Le Nebraska a ouvert un nouveau front dans la bataille sur l'avortement aux États-Unis en devenant, mardi, le premier État américain à invoquer la douleur que ressent le foetus pour justifier une loi interdisant la plupart des avortements à partir de 20 semaines de grossesse.

Mis à jour le 15 avr. 2010
Richard Hétu, Collaboration spéciale LA PRESSE

Jusqu'à la promulgation de cette mesure par le gouverneur du Nebraska, Dave Heineman, les restrictions à l'avortement aux États-Unis se fondaient sur la viabilité du foetus, notion généralement fixée entre 22 et 24 semaines.

 

Qualifiant cette loi de «nettement inconstitutionnelle», au moins un groupe de défense du droit à l'avortement a évoqué la possibilité de la contester devant la justice.

«En adoptant cette législation, le Nebraska s'attaque directement aux principes fondamentaux de Roe contre Wade», a déclaré Nancy Northup, présidente du Centre des droits reproductifs, en faisant allusion à l'arrêt de la Cour suprême de 1973 légalisant l'avortement aux États-Unis.

En 1992, la plus haute instance américaine a confirmé le droit des femmes à avorter avant que les foetus ne soient viables.

Mais les opposants à ce droit se sont dits confiants de voir les tribunaux américains, y compris la Cour suprême, reconnaître le précédent du Nebraska, qui pourrait ensuite s'étendre à plusieurs États américains.

«Il y a de bonnes raisons de croire que cinq membres de la Cour suprême actuelle accueilleraient de façon favorable l'assertion du Nebraska selon laquelle l'État a un intérêt pour l'enfant à naître avant la viabilité», a déclaré Mary Spaulding Balch, de l'organisation National Right to Life.

Avis divergents sur la douleur

Des experts médicaux ont témoigné devant les législateurs du Nebraska, affirmant qu'un foetus peut ressentir la douleur à 20 semaines. Mais l'American College of Obstetricians, association qui regroupe des obstétriciens et des gynécologues, estime que la douleur foetale à ce stade-là de la grossesse n'a pas encore été prouvée.
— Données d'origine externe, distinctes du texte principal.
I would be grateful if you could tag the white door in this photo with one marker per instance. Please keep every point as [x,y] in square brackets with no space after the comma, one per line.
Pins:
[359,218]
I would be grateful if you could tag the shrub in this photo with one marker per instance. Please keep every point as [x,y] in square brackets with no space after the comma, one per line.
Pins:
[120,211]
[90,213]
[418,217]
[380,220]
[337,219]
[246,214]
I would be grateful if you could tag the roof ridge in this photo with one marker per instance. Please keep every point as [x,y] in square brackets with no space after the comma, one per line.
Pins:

Les parlementaires du Nebraska ont décidé d'adopter cette loi pour empêcher le Dr LeRoy Carhart de pratiquer des interruptions tardives de grossesse dans leur État. Ce médecin était un ami et collègue du Dr George Tiller, abattu par un opposant aux avortements tardifs au Kansas l'an dernier. Le Dr Carhart avait promis de continuer la mission du Dr Tiller dans sa clinique de Bellevue, au Nebraska.
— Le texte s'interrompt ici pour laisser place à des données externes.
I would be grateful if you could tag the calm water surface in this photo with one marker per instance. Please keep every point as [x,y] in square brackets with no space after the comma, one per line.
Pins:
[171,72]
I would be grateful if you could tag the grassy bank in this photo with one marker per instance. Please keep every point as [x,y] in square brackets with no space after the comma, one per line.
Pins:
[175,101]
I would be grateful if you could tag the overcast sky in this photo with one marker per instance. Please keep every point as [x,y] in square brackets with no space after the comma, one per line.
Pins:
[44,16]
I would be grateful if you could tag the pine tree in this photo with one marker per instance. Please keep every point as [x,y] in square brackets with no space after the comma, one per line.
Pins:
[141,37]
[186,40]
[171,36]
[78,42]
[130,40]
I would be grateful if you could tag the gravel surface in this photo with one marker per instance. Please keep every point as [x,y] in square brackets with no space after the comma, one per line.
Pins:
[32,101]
L'unique assemblée législative de l'État a adopté le projet de loi sur l'avortement par 44 voix contre 5. Le gouverneur du Nebraska a également promulgué mardi une loi exigeant un examen pour détecter les facteurs de risque laissant croire qu'une femme puisse souffrir notamment de problèmes de santé mentale après avoir avorté.